Someone asks him if he keeps notes or a diary and he responds
that he ‘sort of does’. I’ve seen what a writer’s notes look like: scraps of
paper torn off the ends of monthly bills and junk mail fliers with snippets of
observations, crumpled and crinkled and poking between brick stacks of
newspapers and sniffed and thumbed magazines – a mind map in chaos.
I’ve had Eyrie
since the day it was released, but I have been resisting the temptation to open
the pages as I want the ‘time to be right” – the time when I can put everything
else aside and just read from cover to cover, immersed again in a world drawn
by a master craftsman with his pencil and paper manuscript.
The Turning is
playing at the Nishi building with it’s challenge to completeness – fitting
given Tim’s reply that he doesn’t need a story to have a nicely tied ending.
Here the scaffolding is the building, the timber cut-offs the substance, is it
coming or going or being?
The Western Australian government site says that: Travelling to Wittenoom presents a public
health risk from exposure to asbestos fibres which may result in contracting a
fatal disease, such as mesothelioma, asbestosis or lung cancer.
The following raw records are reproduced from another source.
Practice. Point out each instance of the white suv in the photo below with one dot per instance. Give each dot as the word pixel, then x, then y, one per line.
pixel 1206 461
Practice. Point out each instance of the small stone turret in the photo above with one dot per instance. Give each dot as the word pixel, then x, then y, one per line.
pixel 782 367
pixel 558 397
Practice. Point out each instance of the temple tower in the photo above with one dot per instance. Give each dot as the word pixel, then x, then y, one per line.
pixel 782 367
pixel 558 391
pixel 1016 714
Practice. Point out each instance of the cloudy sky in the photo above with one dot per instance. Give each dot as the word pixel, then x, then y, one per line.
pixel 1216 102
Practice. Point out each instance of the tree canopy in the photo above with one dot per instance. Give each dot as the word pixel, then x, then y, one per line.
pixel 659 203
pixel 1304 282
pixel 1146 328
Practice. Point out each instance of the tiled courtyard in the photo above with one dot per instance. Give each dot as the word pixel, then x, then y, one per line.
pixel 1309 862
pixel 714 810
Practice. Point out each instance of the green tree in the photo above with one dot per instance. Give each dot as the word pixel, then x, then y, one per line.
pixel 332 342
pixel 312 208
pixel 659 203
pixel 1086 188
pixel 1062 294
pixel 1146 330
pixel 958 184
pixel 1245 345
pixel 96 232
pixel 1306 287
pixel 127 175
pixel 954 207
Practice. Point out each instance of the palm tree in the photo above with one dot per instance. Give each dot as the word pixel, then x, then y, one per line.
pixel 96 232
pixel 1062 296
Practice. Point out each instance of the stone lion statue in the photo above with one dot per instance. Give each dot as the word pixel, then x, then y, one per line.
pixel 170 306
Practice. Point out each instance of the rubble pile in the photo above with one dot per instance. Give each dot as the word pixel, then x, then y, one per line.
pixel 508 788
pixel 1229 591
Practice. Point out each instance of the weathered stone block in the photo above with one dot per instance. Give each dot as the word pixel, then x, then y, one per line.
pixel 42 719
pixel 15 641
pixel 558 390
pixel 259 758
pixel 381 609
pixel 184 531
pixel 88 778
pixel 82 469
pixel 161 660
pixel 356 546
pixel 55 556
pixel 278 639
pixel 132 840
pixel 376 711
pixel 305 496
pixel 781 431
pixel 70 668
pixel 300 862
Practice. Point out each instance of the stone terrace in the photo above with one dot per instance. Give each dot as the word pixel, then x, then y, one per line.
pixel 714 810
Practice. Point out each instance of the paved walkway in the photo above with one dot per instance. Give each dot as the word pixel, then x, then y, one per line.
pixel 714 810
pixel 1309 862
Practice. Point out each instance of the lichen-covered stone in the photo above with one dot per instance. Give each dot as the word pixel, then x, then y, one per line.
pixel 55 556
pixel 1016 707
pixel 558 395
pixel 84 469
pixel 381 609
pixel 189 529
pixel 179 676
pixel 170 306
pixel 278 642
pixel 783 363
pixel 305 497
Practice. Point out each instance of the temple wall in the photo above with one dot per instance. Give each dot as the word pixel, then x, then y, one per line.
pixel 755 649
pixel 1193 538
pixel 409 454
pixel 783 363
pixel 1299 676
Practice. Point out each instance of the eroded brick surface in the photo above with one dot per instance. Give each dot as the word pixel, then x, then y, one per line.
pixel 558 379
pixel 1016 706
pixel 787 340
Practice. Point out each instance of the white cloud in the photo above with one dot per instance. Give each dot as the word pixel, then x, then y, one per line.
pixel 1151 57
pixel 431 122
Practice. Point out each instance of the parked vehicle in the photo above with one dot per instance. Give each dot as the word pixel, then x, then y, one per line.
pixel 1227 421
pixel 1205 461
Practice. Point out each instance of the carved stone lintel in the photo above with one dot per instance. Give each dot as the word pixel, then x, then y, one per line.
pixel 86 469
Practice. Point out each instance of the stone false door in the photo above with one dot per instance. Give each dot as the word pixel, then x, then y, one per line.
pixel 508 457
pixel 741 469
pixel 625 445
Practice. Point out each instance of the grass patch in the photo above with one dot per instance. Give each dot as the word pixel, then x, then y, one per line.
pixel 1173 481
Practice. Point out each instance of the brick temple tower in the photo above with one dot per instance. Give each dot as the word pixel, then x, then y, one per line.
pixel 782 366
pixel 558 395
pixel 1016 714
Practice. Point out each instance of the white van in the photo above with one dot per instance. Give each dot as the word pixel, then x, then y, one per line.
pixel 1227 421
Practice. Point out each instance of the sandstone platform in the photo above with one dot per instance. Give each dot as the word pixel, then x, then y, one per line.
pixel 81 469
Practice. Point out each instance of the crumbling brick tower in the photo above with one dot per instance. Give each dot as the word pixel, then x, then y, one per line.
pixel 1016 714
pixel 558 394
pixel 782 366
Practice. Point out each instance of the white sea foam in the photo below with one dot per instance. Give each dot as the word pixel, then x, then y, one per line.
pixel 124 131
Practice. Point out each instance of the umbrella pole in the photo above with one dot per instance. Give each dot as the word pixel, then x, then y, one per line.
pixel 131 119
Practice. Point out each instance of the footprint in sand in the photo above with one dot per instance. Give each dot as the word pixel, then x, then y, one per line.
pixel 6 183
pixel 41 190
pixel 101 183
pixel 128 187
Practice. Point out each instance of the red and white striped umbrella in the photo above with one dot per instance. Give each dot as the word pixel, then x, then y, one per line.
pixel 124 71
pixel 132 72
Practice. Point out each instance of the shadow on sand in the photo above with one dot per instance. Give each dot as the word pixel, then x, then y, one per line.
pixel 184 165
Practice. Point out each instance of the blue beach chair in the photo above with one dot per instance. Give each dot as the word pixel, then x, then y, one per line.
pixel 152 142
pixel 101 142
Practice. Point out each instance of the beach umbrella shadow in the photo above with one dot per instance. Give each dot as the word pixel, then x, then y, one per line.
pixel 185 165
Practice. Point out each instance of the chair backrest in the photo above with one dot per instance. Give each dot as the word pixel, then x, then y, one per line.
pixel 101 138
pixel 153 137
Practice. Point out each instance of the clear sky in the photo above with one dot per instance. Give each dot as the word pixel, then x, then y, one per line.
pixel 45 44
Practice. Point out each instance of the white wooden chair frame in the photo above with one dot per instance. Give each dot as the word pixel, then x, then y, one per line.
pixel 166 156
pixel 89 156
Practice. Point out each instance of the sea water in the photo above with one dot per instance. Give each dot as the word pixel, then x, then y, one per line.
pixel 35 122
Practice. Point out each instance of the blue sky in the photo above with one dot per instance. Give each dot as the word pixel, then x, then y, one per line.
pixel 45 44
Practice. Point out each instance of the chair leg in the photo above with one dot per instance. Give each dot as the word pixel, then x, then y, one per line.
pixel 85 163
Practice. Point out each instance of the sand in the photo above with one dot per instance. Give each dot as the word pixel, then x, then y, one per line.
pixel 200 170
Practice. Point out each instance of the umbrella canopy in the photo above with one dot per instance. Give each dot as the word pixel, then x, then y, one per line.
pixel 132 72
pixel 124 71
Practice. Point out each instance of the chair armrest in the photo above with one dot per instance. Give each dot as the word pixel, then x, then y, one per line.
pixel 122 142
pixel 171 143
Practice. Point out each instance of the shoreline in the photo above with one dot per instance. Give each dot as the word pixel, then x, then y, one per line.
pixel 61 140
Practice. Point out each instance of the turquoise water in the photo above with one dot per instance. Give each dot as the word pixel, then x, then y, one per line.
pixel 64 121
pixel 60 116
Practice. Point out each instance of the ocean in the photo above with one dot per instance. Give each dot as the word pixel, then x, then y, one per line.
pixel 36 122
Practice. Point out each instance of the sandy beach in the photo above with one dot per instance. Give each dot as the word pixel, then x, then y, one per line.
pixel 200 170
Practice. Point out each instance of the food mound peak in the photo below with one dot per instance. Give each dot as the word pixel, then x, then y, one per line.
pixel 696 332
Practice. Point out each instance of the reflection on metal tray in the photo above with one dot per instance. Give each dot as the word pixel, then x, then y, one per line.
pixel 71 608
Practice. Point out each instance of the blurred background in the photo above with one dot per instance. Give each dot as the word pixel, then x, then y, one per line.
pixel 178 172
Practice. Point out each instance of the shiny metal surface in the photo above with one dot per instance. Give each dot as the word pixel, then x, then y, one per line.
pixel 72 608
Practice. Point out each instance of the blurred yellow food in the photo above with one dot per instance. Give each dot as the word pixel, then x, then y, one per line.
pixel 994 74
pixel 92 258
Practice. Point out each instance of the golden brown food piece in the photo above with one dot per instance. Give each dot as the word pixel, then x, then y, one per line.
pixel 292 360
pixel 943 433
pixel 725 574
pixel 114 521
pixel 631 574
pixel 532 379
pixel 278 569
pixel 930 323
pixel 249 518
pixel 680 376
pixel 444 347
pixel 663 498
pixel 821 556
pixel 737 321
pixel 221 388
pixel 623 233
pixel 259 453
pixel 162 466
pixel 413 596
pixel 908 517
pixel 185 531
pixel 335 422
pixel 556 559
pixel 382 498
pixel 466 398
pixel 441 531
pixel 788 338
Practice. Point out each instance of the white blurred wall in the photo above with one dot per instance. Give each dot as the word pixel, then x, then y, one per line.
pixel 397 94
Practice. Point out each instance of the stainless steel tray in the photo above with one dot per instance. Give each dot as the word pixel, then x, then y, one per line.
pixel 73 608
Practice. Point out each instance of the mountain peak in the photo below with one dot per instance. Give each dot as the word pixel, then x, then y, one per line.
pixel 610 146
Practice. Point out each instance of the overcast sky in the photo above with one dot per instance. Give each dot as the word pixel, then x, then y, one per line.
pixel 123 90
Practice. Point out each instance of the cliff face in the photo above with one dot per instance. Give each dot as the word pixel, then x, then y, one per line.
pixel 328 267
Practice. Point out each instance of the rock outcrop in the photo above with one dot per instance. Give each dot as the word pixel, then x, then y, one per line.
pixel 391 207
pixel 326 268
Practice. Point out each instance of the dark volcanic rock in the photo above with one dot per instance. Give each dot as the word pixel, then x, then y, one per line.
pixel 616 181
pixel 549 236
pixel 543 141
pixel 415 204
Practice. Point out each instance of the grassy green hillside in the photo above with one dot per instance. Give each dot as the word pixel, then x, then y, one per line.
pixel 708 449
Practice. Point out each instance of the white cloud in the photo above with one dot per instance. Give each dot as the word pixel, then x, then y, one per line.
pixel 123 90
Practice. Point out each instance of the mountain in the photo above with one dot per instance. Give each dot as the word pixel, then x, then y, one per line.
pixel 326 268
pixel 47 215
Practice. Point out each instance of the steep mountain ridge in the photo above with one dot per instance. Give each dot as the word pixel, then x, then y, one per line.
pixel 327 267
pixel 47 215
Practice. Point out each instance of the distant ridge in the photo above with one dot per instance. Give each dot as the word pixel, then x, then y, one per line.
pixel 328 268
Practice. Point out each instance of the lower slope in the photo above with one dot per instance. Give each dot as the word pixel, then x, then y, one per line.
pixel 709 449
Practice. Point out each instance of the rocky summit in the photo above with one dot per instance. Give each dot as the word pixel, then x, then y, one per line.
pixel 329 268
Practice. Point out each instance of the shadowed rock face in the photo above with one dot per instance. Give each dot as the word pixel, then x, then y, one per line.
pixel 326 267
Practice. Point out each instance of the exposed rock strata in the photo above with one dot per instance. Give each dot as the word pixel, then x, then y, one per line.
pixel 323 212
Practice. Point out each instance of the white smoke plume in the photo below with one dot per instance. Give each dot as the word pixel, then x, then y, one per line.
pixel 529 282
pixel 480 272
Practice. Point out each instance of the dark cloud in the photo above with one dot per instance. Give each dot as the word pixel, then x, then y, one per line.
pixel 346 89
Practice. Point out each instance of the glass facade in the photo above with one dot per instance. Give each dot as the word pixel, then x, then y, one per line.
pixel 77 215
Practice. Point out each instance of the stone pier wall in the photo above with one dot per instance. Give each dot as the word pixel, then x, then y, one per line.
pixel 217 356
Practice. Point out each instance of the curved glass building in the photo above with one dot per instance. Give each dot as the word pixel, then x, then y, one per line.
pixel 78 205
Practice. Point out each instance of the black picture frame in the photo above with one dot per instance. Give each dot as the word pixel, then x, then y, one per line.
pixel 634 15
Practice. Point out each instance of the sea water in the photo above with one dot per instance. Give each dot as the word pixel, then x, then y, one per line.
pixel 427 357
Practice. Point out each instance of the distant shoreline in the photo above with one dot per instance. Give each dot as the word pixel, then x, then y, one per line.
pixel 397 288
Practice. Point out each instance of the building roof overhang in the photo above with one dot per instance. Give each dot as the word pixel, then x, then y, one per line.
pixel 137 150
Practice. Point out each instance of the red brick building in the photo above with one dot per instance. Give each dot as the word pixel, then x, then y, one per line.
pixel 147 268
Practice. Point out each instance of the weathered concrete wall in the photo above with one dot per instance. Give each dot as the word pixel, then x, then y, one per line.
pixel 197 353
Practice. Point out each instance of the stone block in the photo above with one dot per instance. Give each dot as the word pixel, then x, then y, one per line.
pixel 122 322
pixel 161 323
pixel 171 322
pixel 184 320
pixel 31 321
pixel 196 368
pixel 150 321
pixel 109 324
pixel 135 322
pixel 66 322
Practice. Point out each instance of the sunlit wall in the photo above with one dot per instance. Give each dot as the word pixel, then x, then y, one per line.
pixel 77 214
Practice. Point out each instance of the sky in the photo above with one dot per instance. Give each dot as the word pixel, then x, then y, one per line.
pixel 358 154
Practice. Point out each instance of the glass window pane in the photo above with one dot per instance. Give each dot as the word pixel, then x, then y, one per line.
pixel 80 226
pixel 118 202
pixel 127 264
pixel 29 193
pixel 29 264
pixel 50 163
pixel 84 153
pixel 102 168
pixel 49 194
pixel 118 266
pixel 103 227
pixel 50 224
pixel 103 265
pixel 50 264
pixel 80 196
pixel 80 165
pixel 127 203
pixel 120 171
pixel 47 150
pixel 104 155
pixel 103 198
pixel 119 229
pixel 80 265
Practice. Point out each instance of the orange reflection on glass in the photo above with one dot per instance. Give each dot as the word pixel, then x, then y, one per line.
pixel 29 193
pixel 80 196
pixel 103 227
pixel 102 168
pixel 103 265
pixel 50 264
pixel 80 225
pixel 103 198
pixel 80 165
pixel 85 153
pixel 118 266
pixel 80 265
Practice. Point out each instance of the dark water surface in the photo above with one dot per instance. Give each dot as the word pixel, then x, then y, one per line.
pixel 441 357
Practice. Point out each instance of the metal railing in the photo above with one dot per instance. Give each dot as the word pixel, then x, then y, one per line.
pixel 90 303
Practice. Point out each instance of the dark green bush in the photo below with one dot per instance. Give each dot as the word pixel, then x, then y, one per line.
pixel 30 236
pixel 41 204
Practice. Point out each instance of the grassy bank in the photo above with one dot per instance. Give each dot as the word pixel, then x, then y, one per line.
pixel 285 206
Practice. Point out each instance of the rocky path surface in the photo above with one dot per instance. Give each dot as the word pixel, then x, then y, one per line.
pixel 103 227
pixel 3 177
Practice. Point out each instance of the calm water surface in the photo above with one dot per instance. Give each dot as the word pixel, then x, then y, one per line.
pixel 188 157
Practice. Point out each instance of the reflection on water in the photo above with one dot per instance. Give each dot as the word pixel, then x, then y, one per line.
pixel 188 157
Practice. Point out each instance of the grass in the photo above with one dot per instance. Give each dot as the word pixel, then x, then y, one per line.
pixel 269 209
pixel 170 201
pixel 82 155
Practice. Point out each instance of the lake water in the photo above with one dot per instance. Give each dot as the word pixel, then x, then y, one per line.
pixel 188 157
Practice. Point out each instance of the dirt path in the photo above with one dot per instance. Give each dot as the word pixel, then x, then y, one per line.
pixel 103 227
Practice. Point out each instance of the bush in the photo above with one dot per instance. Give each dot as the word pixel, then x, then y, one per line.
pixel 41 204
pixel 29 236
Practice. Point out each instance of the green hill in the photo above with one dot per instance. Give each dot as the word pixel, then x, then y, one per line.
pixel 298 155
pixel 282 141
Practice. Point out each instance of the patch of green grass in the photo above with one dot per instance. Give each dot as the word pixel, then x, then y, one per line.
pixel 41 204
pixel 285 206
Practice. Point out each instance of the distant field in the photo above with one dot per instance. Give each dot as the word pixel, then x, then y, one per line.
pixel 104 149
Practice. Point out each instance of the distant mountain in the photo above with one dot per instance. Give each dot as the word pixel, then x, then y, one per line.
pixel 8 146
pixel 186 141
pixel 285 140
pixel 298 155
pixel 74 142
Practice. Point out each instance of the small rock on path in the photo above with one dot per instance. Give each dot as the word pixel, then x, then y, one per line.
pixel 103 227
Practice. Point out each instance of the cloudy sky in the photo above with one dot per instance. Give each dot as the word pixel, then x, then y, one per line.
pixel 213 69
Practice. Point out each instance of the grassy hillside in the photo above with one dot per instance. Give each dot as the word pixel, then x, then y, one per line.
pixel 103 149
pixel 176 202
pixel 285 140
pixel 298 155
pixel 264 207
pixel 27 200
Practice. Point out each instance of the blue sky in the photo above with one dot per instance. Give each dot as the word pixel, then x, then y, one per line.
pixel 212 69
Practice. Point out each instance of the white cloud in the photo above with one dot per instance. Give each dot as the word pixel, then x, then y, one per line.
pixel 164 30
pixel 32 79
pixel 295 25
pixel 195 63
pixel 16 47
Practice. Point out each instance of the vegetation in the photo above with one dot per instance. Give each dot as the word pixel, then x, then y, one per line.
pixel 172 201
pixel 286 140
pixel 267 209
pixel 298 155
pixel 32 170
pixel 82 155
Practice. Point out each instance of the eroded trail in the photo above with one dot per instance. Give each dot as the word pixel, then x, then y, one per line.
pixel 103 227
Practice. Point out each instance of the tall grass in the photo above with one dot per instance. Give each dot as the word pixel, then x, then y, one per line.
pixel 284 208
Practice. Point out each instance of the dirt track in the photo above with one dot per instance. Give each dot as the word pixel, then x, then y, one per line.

But the ghost town is in the news again with
proposed changes to legislation to allow asbestos related disease
sufferers to make a second compensation
claim on their illness. And I’m back to Dirt Music – the words and the music,
its verandah wines and the bone in the bed.
And I wonder is that is Lucky Oceans playing with his back to
the camera framed in a doorway sliding up and down the frets?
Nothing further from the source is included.